Advisers face a challenging year due to slowing growth in the global economy, according to OECD chief economist Catherine Mann.
Speaking at the New Model Adviser® conference in London, Mann (pictured) said that global growth was expected to be 3% in 2017, and this would make it hard for advisers to achieve returns for clients.
'That is a very negative picture for the global economy and its going to make your business extremely challenging because allocating assets in a low growth climate is very difficult, getting a return on assets in a low growth climate is very challenging,' she said.
Mann explained that sluggish growth led to politicians breaking their promises.
Young people and pensioners had both been let down by policy-makers around the world who had promised to provide them with improved employment opportunities and pensions, according to Mann.
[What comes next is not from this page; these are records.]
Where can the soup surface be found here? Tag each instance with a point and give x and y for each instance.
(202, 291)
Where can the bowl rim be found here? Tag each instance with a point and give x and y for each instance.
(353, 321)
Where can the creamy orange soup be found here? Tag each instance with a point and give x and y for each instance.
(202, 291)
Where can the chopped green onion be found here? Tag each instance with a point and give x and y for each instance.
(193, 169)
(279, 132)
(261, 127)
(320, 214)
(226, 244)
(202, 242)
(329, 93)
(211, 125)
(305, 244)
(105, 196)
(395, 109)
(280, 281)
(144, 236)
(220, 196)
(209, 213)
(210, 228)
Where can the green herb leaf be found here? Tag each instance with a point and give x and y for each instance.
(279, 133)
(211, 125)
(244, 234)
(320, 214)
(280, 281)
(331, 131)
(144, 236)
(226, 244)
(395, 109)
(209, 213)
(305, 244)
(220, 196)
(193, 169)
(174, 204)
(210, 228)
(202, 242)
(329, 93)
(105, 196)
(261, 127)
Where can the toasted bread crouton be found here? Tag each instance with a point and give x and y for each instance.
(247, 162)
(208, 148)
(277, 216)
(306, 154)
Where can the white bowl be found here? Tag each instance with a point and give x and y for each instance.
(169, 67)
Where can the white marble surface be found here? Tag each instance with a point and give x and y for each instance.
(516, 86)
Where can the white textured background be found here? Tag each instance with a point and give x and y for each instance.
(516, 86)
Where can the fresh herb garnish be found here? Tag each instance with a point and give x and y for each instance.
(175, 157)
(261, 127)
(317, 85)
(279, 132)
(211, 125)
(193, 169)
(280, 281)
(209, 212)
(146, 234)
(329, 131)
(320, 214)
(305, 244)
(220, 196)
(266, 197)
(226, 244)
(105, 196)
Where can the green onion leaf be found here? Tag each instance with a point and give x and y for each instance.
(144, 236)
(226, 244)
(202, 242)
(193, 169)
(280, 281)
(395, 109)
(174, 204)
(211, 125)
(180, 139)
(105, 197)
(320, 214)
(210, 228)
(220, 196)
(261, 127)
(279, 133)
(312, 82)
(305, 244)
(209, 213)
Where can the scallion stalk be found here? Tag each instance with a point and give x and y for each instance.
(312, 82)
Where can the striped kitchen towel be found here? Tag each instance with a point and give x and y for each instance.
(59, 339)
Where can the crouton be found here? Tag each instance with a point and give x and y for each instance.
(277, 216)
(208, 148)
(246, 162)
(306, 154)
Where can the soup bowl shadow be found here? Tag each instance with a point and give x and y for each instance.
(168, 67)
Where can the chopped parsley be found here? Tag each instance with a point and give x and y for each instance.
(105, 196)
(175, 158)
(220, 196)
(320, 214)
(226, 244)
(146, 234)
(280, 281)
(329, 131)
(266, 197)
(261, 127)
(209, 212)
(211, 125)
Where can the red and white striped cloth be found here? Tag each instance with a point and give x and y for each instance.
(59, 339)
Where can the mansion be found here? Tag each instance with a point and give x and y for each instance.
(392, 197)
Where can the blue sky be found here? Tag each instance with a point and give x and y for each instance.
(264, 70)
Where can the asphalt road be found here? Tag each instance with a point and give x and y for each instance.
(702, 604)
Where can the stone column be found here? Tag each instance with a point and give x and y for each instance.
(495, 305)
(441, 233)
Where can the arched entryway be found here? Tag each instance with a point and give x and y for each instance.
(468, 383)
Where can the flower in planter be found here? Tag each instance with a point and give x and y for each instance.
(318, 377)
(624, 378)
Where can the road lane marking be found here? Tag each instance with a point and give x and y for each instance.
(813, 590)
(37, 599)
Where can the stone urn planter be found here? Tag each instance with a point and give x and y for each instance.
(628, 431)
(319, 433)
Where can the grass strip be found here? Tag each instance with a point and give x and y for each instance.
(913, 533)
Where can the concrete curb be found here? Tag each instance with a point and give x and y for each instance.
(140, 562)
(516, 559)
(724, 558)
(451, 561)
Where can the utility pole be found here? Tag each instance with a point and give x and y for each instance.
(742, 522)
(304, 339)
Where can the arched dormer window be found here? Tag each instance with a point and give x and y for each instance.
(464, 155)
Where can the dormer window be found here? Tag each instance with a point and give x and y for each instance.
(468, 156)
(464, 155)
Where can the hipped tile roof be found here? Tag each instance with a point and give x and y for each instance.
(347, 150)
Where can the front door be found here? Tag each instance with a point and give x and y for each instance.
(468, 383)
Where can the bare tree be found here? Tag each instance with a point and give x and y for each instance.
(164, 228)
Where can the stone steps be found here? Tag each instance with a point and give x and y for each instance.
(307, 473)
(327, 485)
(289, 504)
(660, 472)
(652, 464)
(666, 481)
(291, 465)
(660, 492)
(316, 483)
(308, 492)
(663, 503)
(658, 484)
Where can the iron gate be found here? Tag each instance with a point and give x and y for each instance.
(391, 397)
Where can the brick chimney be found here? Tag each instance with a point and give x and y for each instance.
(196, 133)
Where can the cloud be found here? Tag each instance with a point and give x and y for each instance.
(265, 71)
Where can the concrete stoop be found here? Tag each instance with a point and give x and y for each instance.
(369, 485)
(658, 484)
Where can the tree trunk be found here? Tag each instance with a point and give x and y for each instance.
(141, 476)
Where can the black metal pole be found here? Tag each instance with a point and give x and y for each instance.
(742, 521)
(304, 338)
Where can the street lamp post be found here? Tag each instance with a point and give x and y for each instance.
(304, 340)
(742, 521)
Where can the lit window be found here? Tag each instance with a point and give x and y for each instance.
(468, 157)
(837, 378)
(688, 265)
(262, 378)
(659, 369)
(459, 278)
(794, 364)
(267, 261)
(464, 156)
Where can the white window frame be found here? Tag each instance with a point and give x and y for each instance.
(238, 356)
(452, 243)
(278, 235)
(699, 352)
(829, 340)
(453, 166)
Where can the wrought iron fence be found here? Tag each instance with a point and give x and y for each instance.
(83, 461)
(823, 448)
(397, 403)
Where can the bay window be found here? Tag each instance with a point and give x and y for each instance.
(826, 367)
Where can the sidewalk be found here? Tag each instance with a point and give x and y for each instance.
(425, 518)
However, Mann noted governments could boost growth by making the right fiscal policy decisions.
‘Fiscal policy using fiscal space wisely, avoiding trade wars and deploying the regulatory changes could [add] about a half a percentage point to global growth,’ she said.
Mann also told advisers Europe needs to hold on to its size and diversity if it wants to maintain business investment.
‘Europe has been a force for integration, a force for a large market place that has created business opportunities within those economies and that breaking up would be a disaster for the business climate and for business investment.
‘Bashing Europe is bashing the foundations for growth. That would be something that, when we play out the election cycle in Europe, I would hope [people see that] having a large market with heterogeneity is the best recipe for business growth,’ she said.